Keep moving —never stop to frame your subjects.
Never make eye contact —Give them permission to stare by looking the other way.
Dont try to attract people's attention.
This was Kevin Michael Connolly's guide as he wandered around the world shooting 32,000 photos. A typical street shooting agenda? Maybe. What made Connolly's unique is that wherever he went, he became the center of attention. Virtually everyone he passed stared back at him, and here what they saw.
Connolly was born in 1985 without legs. Although he wasn't held back by that fact, it did form much of his identity and especially his photographic practice. Riding around on a skateboard with his hands wrapped in ducktape treads he was a magnet of curiosity, and decided to capitalize on that fact by shooting the world looking back at him. He covered 15 countries. The resulting photos are as much a portrait of him as of the people he shot.

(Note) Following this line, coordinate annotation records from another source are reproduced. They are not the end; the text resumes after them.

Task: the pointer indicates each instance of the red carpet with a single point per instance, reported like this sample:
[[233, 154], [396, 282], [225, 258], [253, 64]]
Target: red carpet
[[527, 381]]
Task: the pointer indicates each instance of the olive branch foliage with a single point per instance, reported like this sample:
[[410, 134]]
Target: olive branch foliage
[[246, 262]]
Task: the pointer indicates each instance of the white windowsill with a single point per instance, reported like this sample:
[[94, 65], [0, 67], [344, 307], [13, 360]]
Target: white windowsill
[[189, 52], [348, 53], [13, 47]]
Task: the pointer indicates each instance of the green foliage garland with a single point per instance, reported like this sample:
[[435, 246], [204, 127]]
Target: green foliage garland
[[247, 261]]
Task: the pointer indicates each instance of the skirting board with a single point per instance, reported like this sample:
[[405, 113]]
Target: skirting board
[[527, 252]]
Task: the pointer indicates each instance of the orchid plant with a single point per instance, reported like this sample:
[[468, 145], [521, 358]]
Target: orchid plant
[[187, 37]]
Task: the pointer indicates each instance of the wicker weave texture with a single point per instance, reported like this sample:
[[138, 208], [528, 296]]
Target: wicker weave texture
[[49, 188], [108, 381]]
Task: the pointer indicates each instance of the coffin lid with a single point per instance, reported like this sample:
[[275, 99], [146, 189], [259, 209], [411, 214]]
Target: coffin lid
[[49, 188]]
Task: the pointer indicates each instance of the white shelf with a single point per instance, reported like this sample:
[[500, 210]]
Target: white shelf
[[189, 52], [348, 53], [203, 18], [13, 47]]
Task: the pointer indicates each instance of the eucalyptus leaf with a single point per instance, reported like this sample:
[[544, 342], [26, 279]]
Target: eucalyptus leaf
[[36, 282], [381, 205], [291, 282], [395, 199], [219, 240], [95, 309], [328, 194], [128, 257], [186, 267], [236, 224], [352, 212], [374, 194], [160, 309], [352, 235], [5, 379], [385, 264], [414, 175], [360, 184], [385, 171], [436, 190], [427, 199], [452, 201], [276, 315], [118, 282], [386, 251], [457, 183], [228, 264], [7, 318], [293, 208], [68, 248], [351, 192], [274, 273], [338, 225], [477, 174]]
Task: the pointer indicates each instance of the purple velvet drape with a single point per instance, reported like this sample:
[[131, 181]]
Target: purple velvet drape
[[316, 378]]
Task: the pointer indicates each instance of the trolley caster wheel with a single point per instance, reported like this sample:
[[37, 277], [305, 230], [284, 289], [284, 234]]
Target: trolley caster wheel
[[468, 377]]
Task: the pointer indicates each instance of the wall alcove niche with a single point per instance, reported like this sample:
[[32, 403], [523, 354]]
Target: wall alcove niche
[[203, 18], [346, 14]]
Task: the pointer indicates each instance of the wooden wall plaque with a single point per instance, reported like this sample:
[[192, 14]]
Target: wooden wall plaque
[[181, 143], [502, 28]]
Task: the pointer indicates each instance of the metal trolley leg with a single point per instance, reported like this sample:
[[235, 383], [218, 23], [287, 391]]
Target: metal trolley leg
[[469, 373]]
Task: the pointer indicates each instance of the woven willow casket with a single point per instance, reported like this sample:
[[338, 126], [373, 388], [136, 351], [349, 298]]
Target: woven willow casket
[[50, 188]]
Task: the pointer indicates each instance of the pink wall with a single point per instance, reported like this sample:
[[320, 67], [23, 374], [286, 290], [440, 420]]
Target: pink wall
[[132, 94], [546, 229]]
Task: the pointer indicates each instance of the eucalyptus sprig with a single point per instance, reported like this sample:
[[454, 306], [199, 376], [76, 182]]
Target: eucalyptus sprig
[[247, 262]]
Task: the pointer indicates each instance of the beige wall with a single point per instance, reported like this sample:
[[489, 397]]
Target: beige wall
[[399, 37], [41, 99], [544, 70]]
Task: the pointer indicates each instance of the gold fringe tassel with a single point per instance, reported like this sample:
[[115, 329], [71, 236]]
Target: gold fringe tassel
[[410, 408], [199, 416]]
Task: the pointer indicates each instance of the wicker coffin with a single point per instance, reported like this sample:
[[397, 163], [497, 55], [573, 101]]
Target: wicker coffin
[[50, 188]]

The world looking back at him seen from ground level on a moving skateboard. That's how Connolly sees the world everyday. Or is it how the world sees him? Looking through his portfolio I found something strangely mesmerizing about their uniformity, a photographic record of the quip, "Wherever you go, there you are." True enough. It's what makes travel fascinating and, eventually, tiresome. Might the same equation apply to photography? Connolly probes the idea.
Connolly's story is recounted in his recent memoir Double Take, which I just finished. Normally I'm not sure people in their early 20s should be writing memoirs, and this one is burdened with the mundane experiences —roadtrips, friends, adolescent romance— that might be expected from someone that age. But Connolly's perspective is unique enough to give it a twist worth reading, especially if you're a street shooter.